Sex-related differences in pain may also reflect differences in the endogenous opioid system. For instance, there are distinct differences between men and women in pain-related activation of brain mu-opioid receptors [169], suggesting that the interactive effects of the opioidergic system with gonadal hormones may be an important determinant of sex-based differences in pain sensitivity.

Genotype may also contribute to sex differences in pain. Preclinical research consistently shows that genotype and sex interact to influence nociceptive sensitivity [170] and these findings have been extended to humans in recent years [171173].

Various psychosocial mechanisms may play a fundamental role in sex-related differences in pain. For instance, pain coping strategies are different between men and women. Men tend to use behavioral distraction and problem-focused tactics to manage pain, while women tend to use as coping techniques social support, emotion-focused techniques, cognitive reinterpretation, and attentional focus [132, 136, 137, 174, 175]. Research has shown that catastrophizing is associated with pain and pain-related disability [176] and women engage in catastrophizing more often than men, but this may be modulated by other factors such as personality disposition [137]. Sociocultural beliefs about femininity and masculinity are also important in determining pain responses among the sexes as pain expression is generally more socially acceptable among women, and this effect may lead to biased reporting of pain.

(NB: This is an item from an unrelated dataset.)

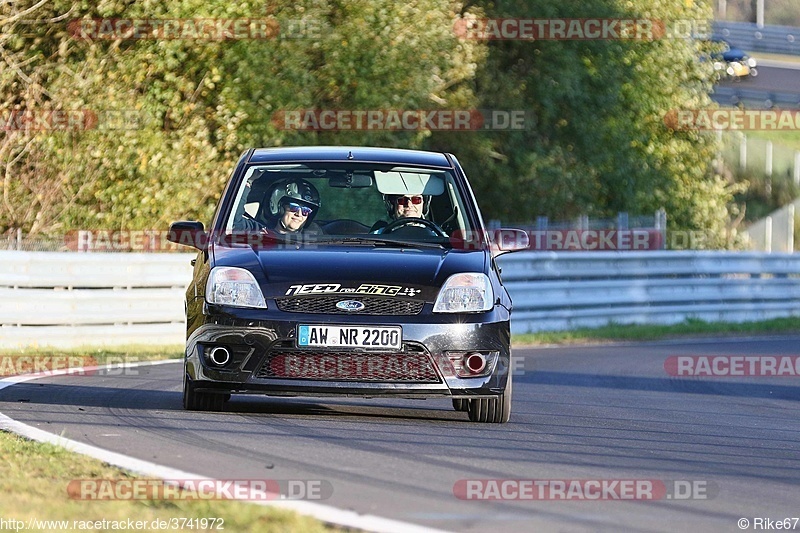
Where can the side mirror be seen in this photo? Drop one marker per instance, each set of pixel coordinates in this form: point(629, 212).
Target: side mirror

Recently, a consensus group was created to identify priority research areas related to the influence of gender on pain assessment, treatment, and outcomes in emergency departments [177]. The three top priority areas to be investigate, as identified through the consensus process, were (I) gender differences in the pharmacological and nonpharmacological interventions for pain, including opioid tolerance, side effects, or misuse; (II) gender differences in pain severity perceptions and pain treatment preferences; (III) gender differences in pain outcomes across life span. The consensus group concluded that exploring these areas may be extremely useful for emergency physicians in order to better understand the interaction of gender and pain and appropriately address interventions in the emergency department.

9. Conclusions

In neurological and psychiatric disorders, understanding the biological bases of sex differences, as well as the psychosocial and cultural influences on gender differences, may be crucial for better understanding the etiology of such disorders, but more importantly, to improve therapeutic strategies. At present, the available evidence does not yet support sex-specific tailoring of treatments. However, this outcome may be conceivable in the next future. Additional research to elucidate the mechanisms driving sex differences in CNS-related diseases is needed in order to foster future interventions to reduce sex disparities in outcomes.

The aim of this review is to stimulate interest in sexual dimorphisms in the brain and brain diseases and encourage more research in the field of the implications of sex differences for treating these conditions. Recommendations shared by most of the authors we have reviewed are (I) the inclusion of both sexes in basic CNS science; (II) the exploration of sex difference as a part of the standard preclinical evaluation of therapeutics; (III) the implementation of research examining sex-specific risk factors, and (IV) the definition and use of relevant sex-specific outcome measures and therapeutic strategies.

Competing Interests

Emanuela Zagni is a full-time employee of Novartis. Lucia Simoni is an employee of Medineos Observational Research, Italy. Delia Colombo is a part-time employee of Novartis Farma Italy and received grants from Allergan and Aventis.

Acknowledgments

This review was supported by Novartis Farma S.p.A., Italy.